Debugging severe memory corruption or memory leaks is annoying, and can occasion...

Debugging severe memory corruption or memory leaks is annoying, and can occasionally take a lot of time, but it's not necessarily that bad. Here are some pointers that may be helpful.

Tools: valgrind and gdb are obvious. But don't forget your compiler! Crank up the warnings, and look through LLVM-clang's -fsanitize=<foo> and warning options. (Also, if you're already on OpenBSD, check out the "S" flag to malloc; if you're on Solaris, check out, well, the blog post.) Finally, Boehm's conservative garbage collector has a "find memory leaks" mode, which looks useful for those cases where you can't get valgrind working. If all else fails, shovel through the memory dump looking for repeated patterns.

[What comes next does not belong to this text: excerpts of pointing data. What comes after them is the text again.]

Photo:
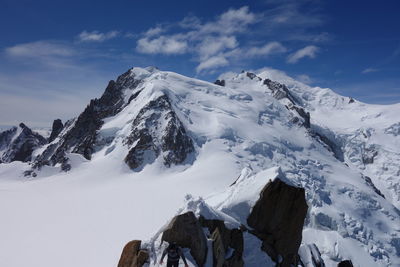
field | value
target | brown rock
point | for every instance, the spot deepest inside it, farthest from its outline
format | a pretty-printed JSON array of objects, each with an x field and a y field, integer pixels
[
  {"x": 277, "y": 218},
  {"x": 132, "y": 255},
  {"x": 186, "y": 231}
]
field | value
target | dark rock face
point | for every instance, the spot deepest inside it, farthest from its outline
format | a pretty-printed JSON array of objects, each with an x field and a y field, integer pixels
[
  {"x": 369, "y": 155},
  {"x": 369, "y": 182},
  {"x": 277, "y": 218},
  {"x": 220, "y": 82},
  {"x": 223, "y": 240},
  {"x": 279, "y": 91},
  {"x": 81, "y": 134},
  {"x": 310, "y": 256},
  {"x": 132, "y": 255},
  {"x": 186, "y": 231},
  {"x": 55, "y": 129},
  {"x": 329, "y": 144},
  {"x": 346, "y": 263},
  {"x": 20, "y": 148},
  {"x": 157, "y": 130},
  {"x": 305, "y": 115},
  {"x": 6, "y": 137}
]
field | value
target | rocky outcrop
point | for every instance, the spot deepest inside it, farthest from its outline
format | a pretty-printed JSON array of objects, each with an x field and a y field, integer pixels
[
  {"x": 20, "y": 148},
  {"x": 310, "y": 256},
  {"x": 224, "y": 239},
  {"x": 55, "y": 129},
  {"x": 186, "y": 231},
  {"x": 220, "y": 82},
  {"x": 252, "y": 76},
  {"x": 369, "y": 182},
  {"x": 6, "y": 137},
  {"x": 279, "y": 91},
  {"x": 132, "y": 255},
  {"x": 277, "y": 219},
  {"x": 81, "y": 135},
  {"x": 157, "y": 130},
  {"x": 346, "y": 263},
  {"x": 369, "y": 154}
]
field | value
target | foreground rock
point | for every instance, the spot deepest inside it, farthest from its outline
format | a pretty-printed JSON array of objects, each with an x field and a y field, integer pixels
[
  {"x": 224, "y": 239},
  {"x": 186, "y": 231},
  {"x": 56, "y": 129},
  {"x": 277, "y": 219},
  {"x": 132, "y": 255}
]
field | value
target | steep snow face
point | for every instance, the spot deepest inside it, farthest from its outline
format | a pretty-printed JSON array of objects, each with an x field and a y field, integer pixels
[
  {"x": 243, "y": 128},
  {"x": 18, "y": 144}
]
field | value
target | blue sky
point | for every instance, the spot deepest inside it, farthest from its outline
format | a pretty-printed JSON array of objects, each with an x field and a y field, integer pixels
[{"x": 56, "y": 55}]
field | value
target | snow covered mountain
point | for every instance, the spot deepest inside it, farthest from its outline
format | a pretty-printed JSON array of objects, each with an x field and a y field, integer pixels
[{"x": 121, "y": 169}]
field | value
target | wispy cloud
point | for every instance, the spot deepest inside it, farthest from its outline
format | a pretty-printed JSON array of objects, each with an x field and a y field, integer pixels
[
  {"x": 96, "y": 36},
  {"x": 213, "y": 43},
  {"x": 268, "y": 49},
  {"x": 369, "y": 70},
  {"x": 308, "y": 51},
  {"x": 173, "y": 44},
  {"x": 40, "y": 49}
]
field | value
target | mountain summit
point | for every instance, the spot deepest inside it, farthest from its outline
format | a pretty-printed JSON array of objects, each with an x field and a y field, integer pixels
[{"x": 158, "y": 131}]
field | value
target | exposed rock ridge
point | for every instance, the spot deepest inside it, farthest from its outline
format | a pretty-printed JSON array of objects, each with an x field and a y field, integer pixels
[
  {"x": 278, "y": 218},
  {"x": 81, "y": 137},
  {"x": 20, "y": 148},
  {"x": 55, "y": 129},
  {"x": 157, "y": 130}
]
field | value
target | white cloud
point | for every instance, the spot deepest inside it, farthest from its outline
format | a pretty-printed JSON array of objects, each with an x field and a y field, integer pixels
[
  {"x": 209, "y": 42},
  {"x": 153, "y": 31},
  {"x": 213, "y": 45},
  {"x": 369, "y": 70},
  {"x": 162, "y": 45},
  {"x": 40, "y": 49},
  {"x": 96, "y": 36},
  {"x": 213, "y": 62},
  {"x": 308, "y": 51},
  {"x": 266, "y": 50},
  {"x": 219, "y": 41}
]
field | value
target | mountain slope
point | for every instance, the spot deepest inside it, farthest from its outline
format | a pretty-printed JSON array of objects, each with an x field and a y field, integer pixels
[{"x": 155, "y": 136}]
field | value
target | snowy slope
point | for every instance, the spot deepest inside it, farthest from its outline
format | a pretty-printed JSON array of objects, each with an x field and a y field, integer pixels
[{"x": 239, "y": 130}]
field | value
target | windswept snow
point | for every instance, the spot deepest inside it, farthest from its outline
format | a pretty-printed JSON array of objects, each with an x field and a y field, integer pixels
[{"x": 243, "y": 137}]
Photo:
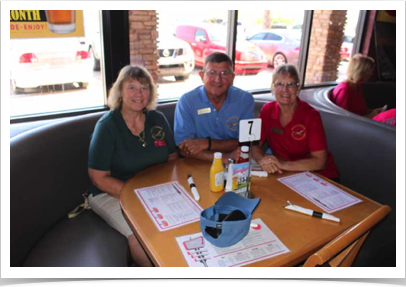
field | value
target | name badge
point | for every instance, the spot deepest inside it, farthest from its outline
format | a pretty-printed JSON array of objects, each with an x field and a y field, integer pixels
[
  {"x": 160, "y": 143},
  {"x": 204, "y": 111}
]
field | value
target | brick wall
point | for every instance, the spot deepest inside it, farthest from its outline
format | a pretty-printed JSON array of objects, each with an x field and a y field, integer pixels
[
  {"x": 143, "y": 40},
  {"x": 325, "y": 44}
]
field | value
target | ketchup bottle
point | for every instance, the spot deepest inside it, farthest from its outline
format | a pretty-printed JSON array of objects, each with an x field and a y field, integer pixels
[{"x": 244, "y": 155}]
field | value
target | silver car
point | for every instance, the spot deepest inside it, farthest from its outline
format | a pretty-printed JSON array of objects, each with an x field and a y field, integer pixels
[
  {"x": 281, "y": 46},
  {"x": 175, "y": 58}
]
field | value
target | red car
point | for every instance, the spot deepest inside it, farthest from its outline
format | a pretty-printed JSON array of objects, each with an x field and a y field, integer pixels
[
  {"x": 346, "y": 48},
  {"x": 209, "y": 38}
]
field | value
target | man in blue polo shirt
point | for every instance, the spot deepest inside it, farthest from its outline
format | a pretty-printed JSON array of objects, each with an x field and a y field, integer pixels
[{"x": 207, "y": 118}]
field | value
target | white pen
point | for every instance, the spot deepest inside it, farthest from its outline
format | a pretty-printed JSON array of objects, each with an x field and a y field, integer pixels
[
  {"x": 312, "y": 212},
  {"x": 193, "y": 187}
]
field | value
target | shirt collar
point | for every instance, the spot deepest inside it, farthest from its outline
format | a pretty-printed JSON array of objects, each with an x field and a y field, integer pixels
[{"x": 275, "y": 112}]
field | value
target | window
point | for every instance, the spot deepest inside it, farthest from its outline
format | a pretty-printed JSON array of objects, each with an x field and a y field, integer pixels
[
  {"x": 51, "y": 70},
  {"x": 329, "y": 52},
  {"x": 265, "y": 40},
  {"x": 193, "y": 32}
]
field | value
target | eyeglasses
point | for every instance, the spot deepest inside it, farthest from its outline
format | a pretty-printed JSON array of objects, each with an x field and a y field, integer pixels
[
  {"x": 223, "y": 74},
  {"x": 133, "y": 89},
  {"x": 291, "y": 86}
]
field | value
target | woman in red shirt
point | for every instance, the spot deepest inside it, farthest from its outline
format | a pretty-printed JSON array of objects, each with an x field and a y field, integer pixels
[
  {"x": 348, "y": 94},
  {"x": 293, "y": 130}
]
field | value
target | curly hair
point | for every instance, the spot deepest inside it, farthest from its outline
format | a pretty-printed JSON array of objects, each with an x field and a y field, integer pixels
[
  {"x": 359, "y": 67},
  {"x": 138, "y": 73}
]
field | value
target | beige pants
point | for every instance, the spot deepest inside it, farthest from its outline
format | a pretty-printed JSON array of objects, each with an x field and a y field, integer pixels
[{"x": 109, "y": 209}]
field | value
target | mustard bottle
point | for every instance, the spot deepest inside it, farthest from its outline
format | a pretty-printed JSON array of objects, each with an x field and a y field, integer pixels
[{"x": 217, "y": 173}]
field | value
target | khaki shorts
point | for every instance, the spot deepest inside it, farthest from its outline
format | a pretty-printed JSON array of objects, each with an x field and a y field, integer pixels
[{"x": 109, "y": 209}]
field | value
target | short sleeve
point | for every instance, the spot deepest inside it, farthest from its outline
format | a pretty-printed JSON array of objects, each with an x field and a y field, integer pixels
[
  {"x": 184, "y": 122},
  {"x": 101, "y": 147},
  {"x": 316, "y": 135},
  {"x": 169, "y": 138}
]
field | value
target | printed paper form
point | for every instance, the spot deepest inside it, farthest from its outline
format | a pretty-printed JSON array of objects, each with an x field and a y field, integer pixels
[
  {"x": 323, "y": 194},
  {"x": 260, "y": 244},
  {"x": 169, "y": 205}
]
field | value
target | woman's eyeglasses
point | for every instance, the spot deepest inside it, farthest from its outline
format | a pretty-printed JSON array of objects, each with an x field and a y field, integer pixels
[
  {"x": 223, "y": 74},
  {"x": 290, "y": 85}
]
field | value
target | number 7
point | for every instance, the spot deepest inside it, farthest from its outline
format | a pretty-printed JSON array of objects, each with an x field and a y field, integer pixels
[{"x": 251, "y": 123}]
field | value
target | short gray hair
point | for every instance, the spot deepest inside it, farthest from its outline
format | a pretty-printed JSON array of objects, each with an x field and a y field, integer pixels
[
  {"x": 138, "y": 73},
  {"x": 218, "y": 57}
]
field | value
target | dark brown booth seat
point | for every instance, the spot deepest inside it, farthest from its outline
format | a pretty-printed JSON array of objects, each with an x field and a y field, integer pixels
[
  {"x": 49, "y": 175},
  {"x": 365, "y": 154},
  {"x": 48, "y": 178}
]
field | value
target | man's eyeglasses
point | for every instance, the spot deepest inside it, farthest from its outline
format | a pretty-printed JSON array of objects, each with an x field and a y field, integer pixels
[
  {"x": 291, "y": 86},
  {"x": 223, "y": 74}
]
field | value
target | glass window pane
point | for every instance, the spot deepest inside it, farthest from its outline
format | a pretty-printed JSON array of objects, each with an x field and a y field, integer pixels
[
  {"x": 197, "y": 34},
  {"x": 52, "y": 69},
  {"x": 265, "y": 40}
]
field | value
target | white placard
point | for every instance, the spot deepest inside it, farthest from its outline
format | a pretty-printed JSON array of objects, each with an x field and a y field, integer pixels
[
  {"x": 260, "y": 244},
  {"x": 250, "y": 130},
  {"x": 325, "y": 195},
  {"x": 169, "y": 205}
]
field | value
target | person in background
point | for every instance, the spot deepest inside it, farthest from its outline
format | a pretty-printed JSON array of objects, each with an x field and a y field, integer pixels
[
  {"x": 348, "y": 94},
  {"x": 128, "y": 139},
  {"x": 293, "y": 130},
  {"x": 387, "y": 117},
  {"x": 207, "y": 118}
]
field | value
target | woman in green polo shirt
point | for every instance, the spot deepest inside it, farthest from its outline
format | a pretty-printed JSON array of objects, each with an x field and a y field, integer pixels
[{"x": 128, "y": 139}]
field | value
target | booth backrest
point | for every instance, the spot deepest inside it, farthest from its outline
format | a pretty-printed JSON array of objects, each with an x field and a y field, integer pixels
[
  {"x": 365, "y": 155},
  {"x": 48, "y": 177}
]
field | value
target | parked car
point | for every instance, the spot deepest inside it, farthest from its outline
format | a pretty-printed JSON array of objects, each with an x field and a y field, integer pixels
[
  {"x": 280, "y": 46},
  {"x": 208, "y": 38},
  {"x": 346, "y": 48},
  {"x": 49, "y": 61},
  {"x": 175, "y": 57}
]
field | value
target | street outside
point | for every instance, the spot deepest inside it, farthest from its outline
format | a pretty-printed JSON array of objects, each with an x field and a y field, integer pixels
[{"x": 69, "y": 97}]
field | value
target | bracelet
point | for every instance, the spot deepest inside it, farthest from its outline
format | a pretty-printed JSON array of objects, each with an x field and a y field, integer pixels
[{"x": 209, "y": 138}]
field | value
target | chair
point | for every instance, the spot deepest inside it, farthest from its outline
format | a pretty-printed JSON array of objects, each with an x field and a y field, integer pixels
[{"x": 342, "y": 251}]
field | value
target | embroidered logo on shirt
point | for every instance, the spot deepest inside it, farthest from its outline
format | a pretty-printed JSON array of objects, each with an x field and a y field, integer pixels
[
  {"x": 157, "y": 133},
  {"x": 232, "y": 123},
  {"x": 299, "y": 132},
  {"x": 204, "y": 111}
]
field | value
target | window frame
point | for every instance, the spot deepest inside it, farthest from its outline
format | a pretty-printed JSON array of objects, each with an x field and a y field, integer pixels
[{"x": 115, "y": 42}]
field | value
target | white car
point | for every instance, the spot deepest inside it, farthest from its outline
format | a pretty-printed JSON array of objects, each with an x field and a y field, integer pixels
[
  {"x": 43, "y": 62},
  {"x": 175, "y": 58}
]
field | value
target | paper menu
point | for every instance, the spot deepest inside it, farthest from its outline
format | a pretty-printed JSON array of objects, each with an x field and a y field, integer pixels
[
  {"x": 169, "y": 205},
  {"x": 323, "y": 194},
  {"x": 260, "y": 244}
]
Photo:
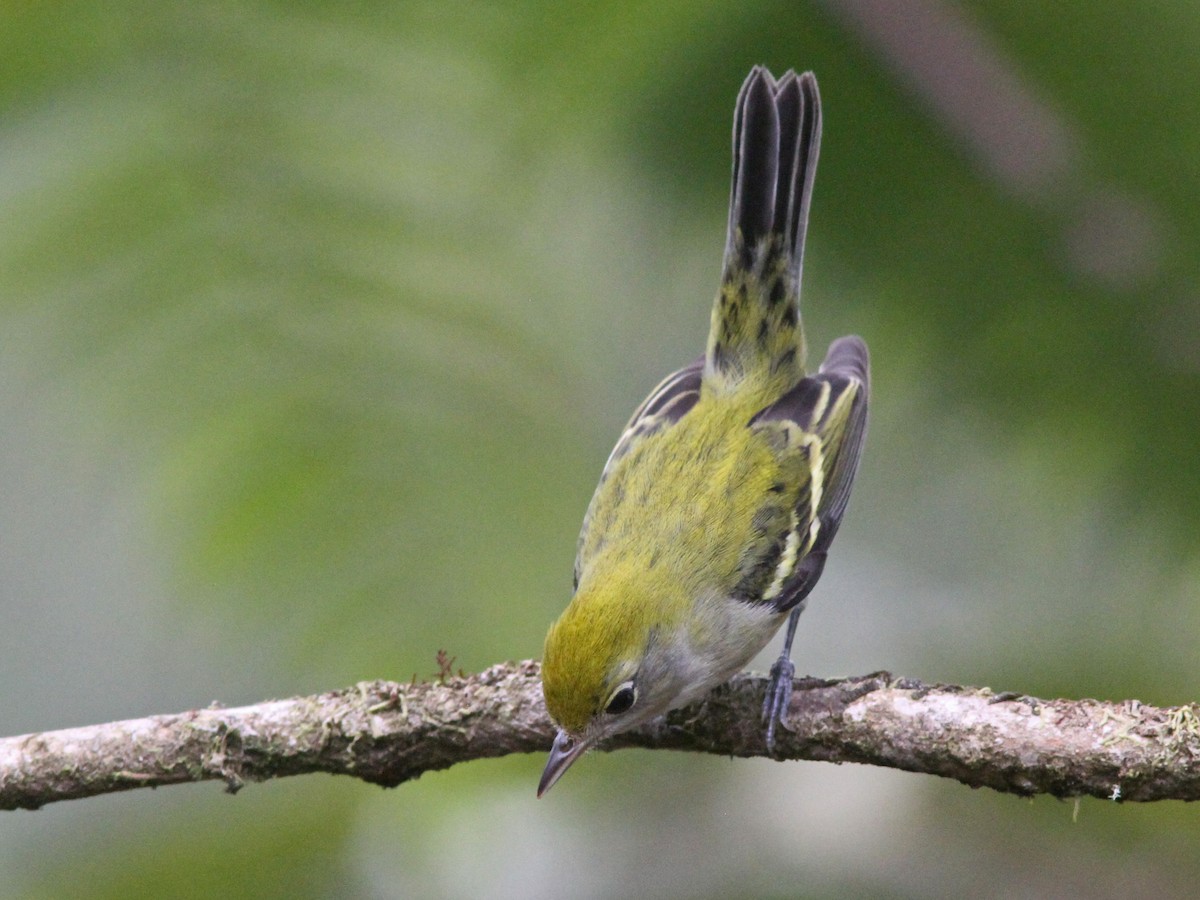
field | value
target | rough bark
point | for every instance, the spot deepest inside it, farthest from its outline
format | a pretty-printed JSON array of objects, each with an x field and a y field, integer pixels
[{"x": 388, "y": 733}]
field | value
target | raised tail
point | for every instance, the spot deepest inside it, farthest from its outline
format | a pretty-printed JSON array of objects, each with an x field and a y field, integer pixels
[{"x": 756, "y": 339}]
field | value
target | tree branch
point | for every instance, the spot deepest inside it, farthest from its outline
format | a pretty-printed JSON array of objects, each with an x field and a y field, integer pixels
[{"x": 388, "y": 733}]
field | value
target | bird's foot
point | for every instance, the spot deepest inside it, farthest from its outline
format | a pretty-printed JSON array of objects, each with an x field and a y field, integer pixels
[{"x": 779, "y": 693}]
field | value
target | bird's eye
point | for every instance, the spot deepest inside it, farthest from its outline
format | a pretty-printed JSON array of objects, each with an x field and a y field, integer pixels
[{"x": 622, "y": 699}]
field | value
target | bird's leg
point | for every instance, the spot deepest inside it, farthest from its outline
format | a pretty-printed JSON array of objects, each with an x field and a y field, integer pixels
[{"x": 779, "y": 689}]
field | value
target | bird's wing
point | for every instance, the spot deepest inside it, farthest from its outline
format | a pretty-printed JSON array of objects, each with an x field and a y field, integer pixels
[
  {"x": 666, "y": 405},
  {"x": 822, "y": 420}
]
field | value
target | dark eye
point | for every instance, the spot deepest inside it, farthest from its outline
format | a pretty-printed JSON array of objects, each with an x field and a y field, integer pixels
[{"x": 622, "y": 700}]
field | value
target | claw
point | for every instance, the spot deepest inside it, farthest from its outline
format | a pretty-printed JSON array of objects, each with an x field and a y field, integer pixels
[{"x": 779, "y": 693}]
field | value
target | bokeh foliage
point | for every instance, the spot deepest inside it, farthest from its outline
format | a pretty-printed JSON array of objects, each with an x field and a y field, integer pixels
[{"x": 317, "y": 322}]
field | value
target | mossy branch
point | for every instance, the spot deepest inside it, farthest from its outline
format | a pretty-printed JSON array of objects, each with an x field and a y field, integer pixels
[{"x": 388, "y": 733}]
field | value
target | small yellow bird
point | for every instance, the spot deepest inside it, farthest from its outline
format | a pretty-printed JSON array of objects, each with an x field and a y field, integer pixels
[{"x": 717, "y": 508}]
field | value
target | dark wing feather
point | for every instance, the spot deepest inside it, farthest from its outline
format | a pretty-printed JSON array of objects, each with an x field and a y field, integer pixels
[
  {"x": 667, "y": 403},
  {"x": 829, "y": 406}
]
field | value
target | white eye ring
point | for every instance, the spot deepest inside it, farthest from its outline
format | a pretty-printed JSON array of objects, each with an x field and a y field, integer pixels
[{"x": 622, "y": 699}]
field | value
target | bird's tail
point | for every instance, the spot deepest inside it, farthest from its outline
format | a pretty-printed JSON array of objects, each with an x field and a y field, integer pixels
[{"x": 756, "y": 339}]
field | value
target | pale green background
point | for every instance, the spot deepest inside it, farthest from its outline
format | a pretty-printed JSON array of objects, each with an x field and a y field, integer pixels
[{"x": 317, "y": 322}]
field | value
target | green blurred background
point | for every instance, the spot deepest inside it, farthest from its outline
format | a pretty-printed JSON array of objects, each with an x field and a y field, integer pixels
[{"x": 318, "y": 321}]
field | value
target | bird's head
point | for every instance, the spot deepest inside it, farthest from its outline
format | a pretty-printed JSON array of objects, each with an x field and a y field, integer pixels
[{"x": 605, "y": 670}]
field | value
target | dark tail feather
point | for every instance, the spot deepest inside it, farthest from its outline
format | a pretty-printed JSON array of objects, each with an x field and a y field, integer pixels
[
  {"x": 777, "y": 137},
  {"x": 755, "y": 165}
]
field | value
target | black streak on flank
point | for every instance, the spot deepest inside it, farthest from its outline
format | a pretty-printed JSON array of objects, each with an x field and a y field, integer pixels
[{"x": 778, "y": 292}]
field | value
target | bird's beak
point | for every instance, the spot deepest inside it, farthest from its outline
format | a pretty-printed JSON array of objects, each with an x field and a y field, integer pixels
[{"x": 564, "y": 751}]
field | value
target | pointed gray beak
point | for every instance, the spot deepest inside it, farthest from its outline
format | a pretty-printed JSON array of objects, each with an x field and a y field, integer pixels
[{"x": 564, "y": 751}]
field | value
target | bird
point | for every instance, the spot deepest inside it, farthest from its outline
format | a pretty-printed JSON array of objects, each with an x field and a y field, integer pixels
[{"x": 717, "y": 508}]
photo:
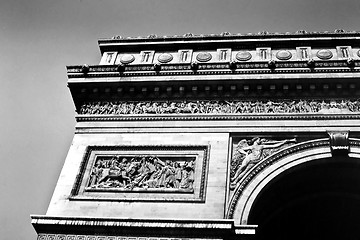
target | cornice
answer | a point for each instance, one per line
(61, 226)
(204, 117)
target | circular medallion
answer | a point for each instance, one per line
(165, 58)
(203, 57)
(324, 54)
(127, 58)
(283, 55)
(243, 56)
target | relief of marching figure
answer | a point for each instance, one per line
(247, 153)
(144, 172)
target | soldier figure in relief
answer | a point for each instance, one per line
(252, 154)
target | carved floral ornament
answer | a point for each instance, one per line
(324, 54)
(244, 55)
(283, 55)
(165, 58)
(203, 57)
(127, 58)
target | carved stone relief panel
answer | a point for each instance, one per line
(247, 152)
(174, 173)
(263, 54)
(146, 57)
(304, 53)
(221, 107)
(324, 54)
(108, 58)
(49, 236)
(344, 52)
(224, 54)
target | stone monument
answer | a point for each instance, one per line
(220, 136)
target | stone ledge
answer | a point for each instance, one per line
(140, 227)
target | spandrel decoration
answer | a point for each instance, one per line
(248, 152)
(143, 173)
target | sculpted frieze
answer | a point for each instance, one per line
(220, 107)
(142, 172)
(248, 152)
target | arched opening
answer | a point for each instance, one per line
(318, 199)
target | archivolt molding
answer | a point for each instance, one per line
(251, 184)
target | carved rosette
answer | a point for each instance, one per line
(165, 58)
(243, 56)
(324, 54)
(283, 55)
(203, 57)
(127, 58)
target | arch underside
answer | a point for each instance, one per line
(305, 193)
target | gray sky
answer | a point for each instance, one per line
(40, 37)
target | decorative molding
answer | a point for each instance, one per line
(48, 236)
(203, 57)
(203, 117)
(136, 175)
(142, 172)
(221, 107)
(54, 227)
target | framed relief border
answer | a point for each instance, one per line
(143, 173)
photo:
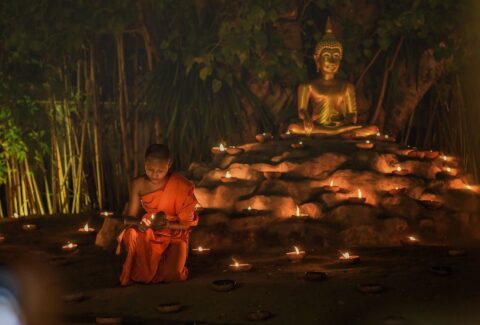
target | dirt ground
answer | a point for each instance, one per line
(412, 293)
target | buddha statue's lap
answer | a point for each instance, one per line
(327, 106)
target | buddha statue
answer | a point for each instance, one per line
(327, 106)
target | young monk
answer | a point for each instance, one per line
(158, 255)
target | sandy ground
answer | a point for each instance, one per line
(412, 294)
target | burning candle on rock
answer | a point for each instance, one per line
(365, 145)
(86, 229)
(239, 267)
(228, 178)
(359, 199)
(347, 258)
(201, 250)
(219, 150)
(69, 247)
(296, 255)
(331, 187)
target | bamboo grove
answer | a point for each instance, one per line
(85, 87)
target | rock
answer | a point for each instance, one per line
(279, 206)
(222, 197)
(352, 215)
(401, 206)
(107, 236)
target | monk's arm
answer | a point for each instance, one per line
(134, 199)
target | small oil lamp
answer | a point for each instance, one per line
(397, 191)
(347, 258)
(239, 267)
(297, 145)
(332, 188)
(69, 247)
(299, 214)
(296, 255)
(201, 250)
(364, 145)
(233, 150)
(106, 213)
(219, 150)
(228, 178)
(400, 171)
(264, 137)
(29, 227)
(450, 171)
(359, 199)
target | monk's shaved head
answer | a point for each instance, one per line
(158, 151)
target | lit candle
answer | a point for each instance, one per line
(69, 247)
(240, 267)
(201, 250)
(346, 258)
(296, 255)
(86, 229)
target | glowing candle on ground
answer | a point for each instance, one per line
(296, 255)
(201, 250)
(240, 267)
(347, 258)
(69, 247)
(86, 229)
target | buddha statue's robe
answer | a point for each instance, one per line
(160, 256)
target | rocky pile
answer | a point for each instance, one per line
(331, 191)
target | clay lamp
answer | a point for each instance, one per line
(331, 187)
(411, 241)
(239, 267)
(296, 255)
(249, 211)
(228, 178)
(201, 250)
(106, 213)
(272, 175)
(298, 214)
(397, 191)
(364, 145)
(264, 137)
(431, 204)
(346, 258)
(400, 171)
(450, 171)
(219, 150)
(297, 145)
(232, 150)
(357, 199)
(69, 247)
(29, 227)
(286, 135)
(431, 154)
(86, 229)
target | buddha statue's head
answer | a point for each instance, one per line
(328, 53)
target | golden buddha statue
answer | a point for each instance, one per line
(333, 106)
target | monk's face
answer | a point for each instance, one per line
(156, 169)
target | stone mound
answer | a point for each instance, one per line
(332, 191)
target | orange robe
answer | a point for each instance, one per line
(160, 256)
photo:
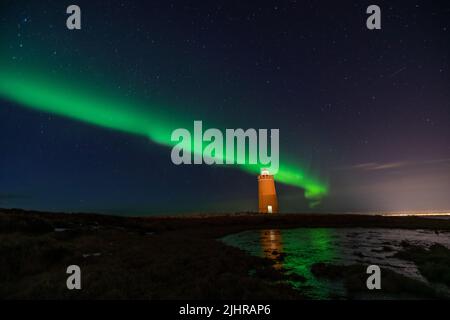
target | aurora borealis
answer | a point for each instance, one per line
(41, 94)
(362, 116)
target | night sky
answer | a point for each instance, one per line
(364, 115)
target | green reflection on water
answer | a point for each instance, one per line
(301, 249)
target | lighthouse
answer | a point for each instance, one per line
(267, 195)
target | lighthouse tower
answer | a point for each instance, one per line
(267, 195)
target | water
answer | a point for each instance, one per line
(304, 247)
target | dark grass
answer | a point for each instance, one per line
(152, 258)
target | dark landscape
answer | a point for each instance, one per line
(183, 257)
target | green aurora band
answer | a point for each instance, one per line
(43, 93)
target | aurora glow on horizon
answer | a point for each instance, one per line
(86, 116)
(39, 92)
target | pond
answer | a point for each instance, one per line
(303, 247)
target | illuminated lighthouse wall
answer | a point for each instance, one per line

Testing: try to reproduce the problem; the first iteration may look something like "it runs out of memory after 36 hours". Then simplify: for instance, the author of the article could have asked "does this still happen if the server closes the connection immediately, without sending any data" and would have found the bug very quickly. (Of course, you're likely to ask a lot of wrong questions before hitting on the right one; experience and a full knowledge of the system you're working on is useful but not sufficient.) Questions like "does this happen more quickly if we ping 100 times per second instead of once every ten minutes" are often useful as well. (Finally, just printing memory usage every N seconds is helpul.)

Coding: be careful when writing code. The usual ways of improving code quality (e.g. code reviews) work to reduce memory leaks, too. Try to run a multiple-hour soak test every so often during development (preferably on a CI server); it's a lot easier to debug "hey, we suddenly run out of memory after yesterday's commits" than "well, something goes wrong in production". If you're doing new development, consider alternatives to malloc() - arena/pool allocation (e.g. libtalloc) is convenient and very fast if your memory use is tree-like (e.g. a connections owns a request owns some memory to sort the data before returning it). In C, goto a single chunk of cleanup-and-return code rather than duplicating the cleanup at every place where you exit from the function.